Selain mendapat peringatan berat, siterhukum juga akan dimasukan ke dalam
lembaga pemasyarakatan (LP) atau rumah tahanan adat selama 40 hari. Selain itu,
jika hampir bebas akan ditanya kembali apakah dirinya masih mau berada di Baduy
Dalam atau akan keluar dan menjadi warga Baduy Luar di hadapan para Pu’un dan
Jaro. Masyarakat Baduy Luar lebih longgar dalam menerapkan aturan adat dan
ketentuan Baduy.
Rutannya
Orang Baduy, atau lebih tepat disebut tahanan adat, sangat jelas berbeda dengan
yang dikenal masyarakat umum di luar Baduy.

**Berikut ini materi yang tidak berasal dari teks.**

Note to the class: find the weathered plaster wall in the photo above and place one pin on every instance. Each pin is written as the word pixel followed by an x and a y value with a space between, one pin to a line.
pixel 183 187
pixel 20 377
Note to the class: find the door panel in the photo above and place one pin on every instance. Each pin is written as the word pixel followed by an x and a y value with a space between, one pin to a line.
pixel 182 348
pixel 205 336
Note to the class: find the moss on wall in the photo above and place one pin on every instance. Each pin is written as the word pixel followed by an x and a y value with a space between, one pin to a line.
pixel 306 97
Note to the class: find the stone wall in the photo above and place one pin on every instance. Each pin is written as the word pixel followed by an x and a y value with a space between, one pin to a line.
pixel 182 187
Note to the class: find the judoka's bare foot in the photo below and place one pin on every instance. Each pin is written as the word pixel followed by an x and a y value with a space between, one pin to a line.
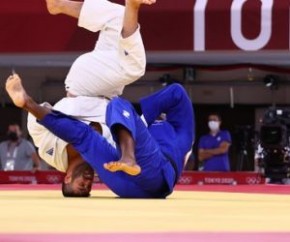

Rumah Tahanan Adat Baduy bukanlah
jeruji besi yang biasa digunakan untuk mengurung narapidana di kota-kota,
melainkan berupa sebuah rumah Baduy biasa dan ada yang mengurus/menjaganya.
Selama 40 hari sipelaku bukan dikurung atau tidak melakukan kegiatan sama
sekali. Ia tetap melakukan kegiatan dan aktivitas seperti sehari-harinya, hanya
saja tetap dijaga sambil diberi nasehat, pelajaran adat, dan bimbingan.
Uniknya, yang namanya hukuman berat disini adalah jika ada seseorang warga yang
sampai mengeluarkan darah setetes pun sudah dianggap berat. Berzinah dan
berpakaian ala orang kota, sebagaimana kita berpakaian di masyarakat kota, juga
termasuk pelanggaran berat yang harus diberikan hukuman berat. Masyarakat Baduy
tidak pernah berkelahi sama sekali, paling hanya cekcok mulut saja. Setelah
melihat dan melakoni sepenggal perjalanan ini, kami memahami bagaimana patuhnya
masyarakat Baduy terhadap segala peraturan yang telah ditetapkan oleh Pu’un
mereka. Kepatuhan dan ketaatan itu dijalani dengan biasa tanpa penolakkan
apapun. Hasilnya? Kekaguman akan dirasakan oleh semua orang yang berkunjung ke
sana; mereka amat rukun, damai, dan sangat sejahtera untuk ukuran kecukupan kebutuhan
hidup sehari-hari. Itulah yang kami rasakan sebagai kesimpulan dari perjalanan
menyelami salah satu suku tradisional.